Secrecy News

New Pre-Publication Review Policy is Coming

Two years ago, the House Intelligence Committee asked the Director of National Intelligence to improve the government’s controversial policy on reviewing books, articles and speeches by current and former intelligence employees prior to their publication, so as to make the process more uniform, timely and fair.

That has still not been accomplished, but a new policy is on the way, according to the Office of the Director of National Intelligence.

“An IC-wide policy on prepublication review is being formulated and is forthcoming,” wrote ODNI FOIA Chief Sally A. Nicholson on November 20. “However, it is not completed as of today’s date.”

In 2016, the House Intelligence Committee reported that it is “aware of the perception that the pre-publication review process can be unfair, untimely, and unduly onerous and that these burdens may be at least partially responsible for some individuals ‘opting out’ of the mandatory review process. The Committee further understands that IC agencies’ pre-publication review mechanisms vary, and that there is no binding, IC-wide guidance on the subject.”

The Committee specified its own view of what a new, improved policy should entail, including a clear statement of the scope of the policy, with requirements for timely responses and procedures for appealing adverse decisions.

“The Committee believes that all IC personnel must be made aware of pre-publication review requirements and that the review process must yield timely, reasoned, and impartial decisions that are subject to appeal.

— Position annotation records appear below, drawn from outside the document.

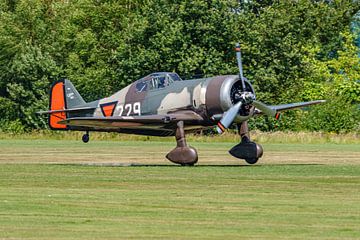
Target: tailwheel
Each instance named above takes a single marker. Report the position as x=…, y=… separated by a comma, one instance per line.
x=246, y=149
x=86, y=137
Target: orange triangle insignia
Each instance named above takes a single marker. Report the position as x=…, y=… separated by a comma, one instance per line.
x=108, y=109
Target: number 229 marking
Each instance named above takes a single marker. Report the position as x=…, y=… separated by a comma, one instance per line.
x=129, y=108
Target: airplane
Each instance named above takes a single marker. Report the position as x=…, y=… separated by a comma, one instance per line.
x=162, y=104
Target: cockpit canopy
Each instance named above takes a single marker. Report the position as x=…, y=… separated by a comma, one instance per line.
x=156, y=81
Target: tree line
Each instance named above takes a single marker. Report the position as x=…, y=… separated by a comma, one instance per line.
x=292, y=51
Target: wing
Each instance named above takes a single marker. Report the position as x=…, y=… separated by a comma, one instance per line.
x=133, y=122
x=284, y=107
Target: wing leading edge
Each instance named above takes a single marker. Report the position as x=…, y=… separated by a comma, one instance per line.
x=147, y=121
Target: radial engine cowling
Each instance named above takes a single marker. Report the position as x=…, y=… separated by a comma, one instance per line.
x=223, y=92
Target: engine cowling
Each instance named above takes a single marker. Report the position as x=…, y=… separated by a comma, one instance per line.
x=223, y=92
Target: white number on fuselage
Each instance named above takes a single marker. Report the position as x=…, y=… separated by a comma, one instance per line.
x=134, y=109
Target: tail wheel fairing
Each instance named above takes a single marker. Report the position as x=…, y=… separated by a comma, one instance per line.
x=57, y=102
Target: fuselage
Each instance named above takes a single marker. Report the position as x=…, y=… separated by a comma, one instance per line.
x=207, y=97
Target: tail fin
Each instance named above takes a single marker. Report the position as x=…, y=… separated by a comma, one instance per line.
x=63, y=95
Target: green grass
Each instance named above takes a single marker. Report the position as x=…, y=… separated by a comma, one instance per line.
x=300, y=197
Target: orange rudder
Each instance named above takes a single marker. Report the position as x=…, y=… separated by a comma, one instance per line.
x=57, y=102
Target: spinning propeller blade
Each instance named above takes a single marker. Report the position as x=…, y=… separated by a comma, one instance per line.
x=228, y=117
x=238, y=58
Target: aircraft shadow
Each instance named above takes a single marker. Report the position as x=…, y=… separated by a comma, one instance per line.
x=195, y=166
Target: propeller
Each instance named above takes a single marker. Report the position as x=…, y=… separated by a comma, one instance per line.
x=238, y=58
x=244, y=98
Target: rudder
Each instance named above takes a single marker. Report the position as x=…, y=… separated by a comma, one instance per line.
x=63, y=95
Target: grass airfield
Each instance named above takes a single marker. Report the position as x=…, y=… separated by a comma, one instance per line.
x=56, y=189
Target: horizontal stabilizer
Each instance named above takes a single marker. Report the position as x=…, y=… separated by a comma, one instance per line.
x=66, y=110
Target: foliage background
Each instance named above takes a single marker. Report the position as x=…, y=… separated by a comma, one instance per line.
x=293, y=51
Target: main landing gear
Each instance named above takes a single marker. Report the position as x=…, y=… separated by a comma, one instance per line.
x=86, y=137
x=246, y=149
x=182, y=153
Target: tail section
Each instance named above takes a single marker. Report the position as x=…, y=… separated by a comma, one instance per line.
x=63, y=96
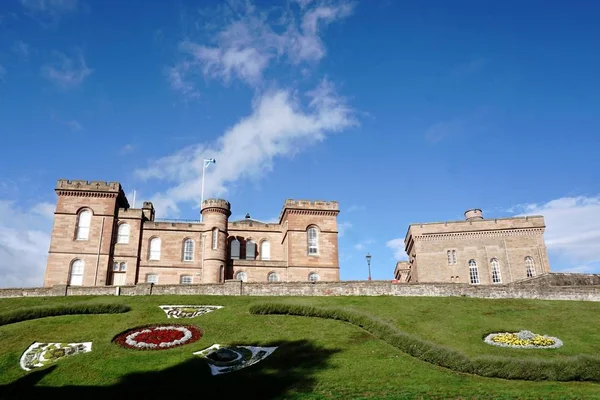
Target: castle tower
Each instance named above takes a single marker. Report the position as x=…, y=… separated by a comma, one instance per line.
x=83, y=232
x=215, y=214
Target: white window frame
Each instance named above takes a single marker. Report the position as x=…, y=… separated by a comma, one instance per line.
x=496, y=275
x=215, y=239
x=76, y=272
x=529, y=267
x=154, y=251
x=241, y=276
x=188, y=249
x=312, y=242
x=84, y=221
x=123, y=233
x=473, y=272
x=265, y=250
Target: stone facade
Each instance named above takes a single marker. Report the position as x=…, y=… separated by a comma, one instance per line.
x=98, y=240
x=475, y=251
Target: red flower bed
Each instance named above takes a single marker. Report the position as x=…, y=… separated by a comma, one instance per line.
x=158, y=337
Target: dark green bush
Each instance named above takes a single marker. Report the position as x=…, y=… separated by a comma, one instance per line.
x=579, y=368
x=11, y=317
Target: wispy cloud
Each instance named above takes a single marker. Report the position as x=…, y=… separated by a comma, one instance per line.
x=246, y=44
x=67, y=72
x=279, y=125
x=572, y=231
x=24, y=242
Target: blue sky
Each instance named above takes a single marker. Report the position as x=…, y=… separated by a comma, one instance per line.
x=403, y=111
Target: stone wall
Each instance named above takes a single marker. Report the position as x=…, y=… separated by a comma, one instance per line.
x=346, y=288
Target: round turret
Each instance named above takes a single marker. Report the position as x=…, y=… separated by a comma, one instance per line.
x=473, y=214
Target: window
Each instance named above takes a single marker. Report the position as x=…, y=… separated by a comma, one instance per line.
x=451, y=257
x=76, y=278
x=496, y=278
x=250, y=250
x=123, y=234
x=313, y=241
x=83, y=225
x=188, y=250
x=215, y=238
x=241, y=276
x=235, y=249
x=265, y=250
x=473, y=272
x=530, y=267
x=154, y=249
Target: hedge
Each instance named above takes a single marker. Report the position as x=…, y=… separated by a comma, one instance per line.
x=574, y=368
x=26, y=314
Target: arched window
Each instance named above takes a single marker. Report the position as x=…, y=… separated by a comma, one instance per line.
x=496, y=277
x=313, y=241
x=76, y=276
x=265, y=250
x=83, y=225
x=215, y=238
x=154, y=249
x=250, y=250
x=235, y=249
x=530, y=267
x=188, y=250
x=123, y=234
x=473, y=272
x=241, y=276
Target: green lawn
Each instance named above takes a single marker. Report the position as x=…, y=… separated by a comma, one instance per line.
x=317, y=358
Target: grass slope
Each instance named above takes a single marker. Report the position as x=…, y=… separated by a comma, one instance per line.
x=317, y=358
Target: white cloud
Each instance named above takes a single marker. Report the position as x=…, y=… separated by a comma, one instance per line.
x=247, y=44
x=278, y=126
x=66, y=72
x=24, y=243
x=397, y=246
x=572, y=231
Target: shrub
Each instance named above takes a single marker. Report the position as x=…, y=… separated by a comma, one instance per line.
x=26, y=314
x=578, y=368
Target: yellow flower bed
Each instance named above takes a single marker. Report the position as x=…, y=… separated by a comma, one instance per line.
x=513, y=340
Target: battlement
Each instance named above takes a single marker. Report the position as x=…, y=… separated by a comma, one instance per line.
x=89, y=186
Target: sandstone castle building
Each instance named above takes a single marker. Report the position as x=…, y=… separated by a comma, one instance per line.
x=475, y=251
x=98, y=239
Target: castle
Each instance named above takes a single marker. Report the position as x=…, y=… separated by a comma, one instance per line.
x=474, y=251
x=98, y=240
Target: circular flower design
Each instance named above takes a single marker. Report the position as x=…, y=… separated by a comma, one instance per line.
x=523, y=340
x=158, y=337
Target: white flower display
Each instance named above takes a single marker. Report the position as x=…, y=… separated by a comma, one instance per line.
x=523, y=340
x=40, y=354
x=188, y=311
x=223, y=359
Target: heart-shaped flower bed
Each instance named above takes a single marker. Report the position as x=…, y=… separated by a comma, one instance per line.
x=158, y=337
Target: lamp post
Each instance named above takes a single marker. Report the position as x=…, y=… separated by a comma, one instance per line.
x=207, y=162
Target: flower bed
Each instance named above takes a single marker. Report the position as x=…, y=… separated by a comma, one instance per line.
x=523, y=340
x=158, y=337
x=223, y=359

The Committee also believes that efficiencies can be identified by limiting the information subject to pre-publication review, to the fullest extent possible, to only those materials that might reasonably contain or be derived from classified information obtained during the course of an individual’s association with the IC. In short, the pre-publication review process should be improved to better incentivize compliance and to deter personnel from violating their commitments,” the Committee wrote in its report on the FY 2017 intelligence authorization act.

Until the new IC-wide policy is promulgated, current and former ODNI employees must comply with ODNI’s existing pre-publication review policy, last revised in 2014.

“Correct unclassified sourcing is critical in executing pre-publication review,” that 2014 policy states. “ODNI personnel must not use sourcing that comes from known leaks, or unauthorized disclosures of sensitive information. The use of such information in a publication can confirm the validity of an unauthorized disclosure and cause further harm to national security. ODNI personnel are not authorized to use anonymous sourcing.”

Other intelligence agency personnel are subject to the rules issued by their respective agencies.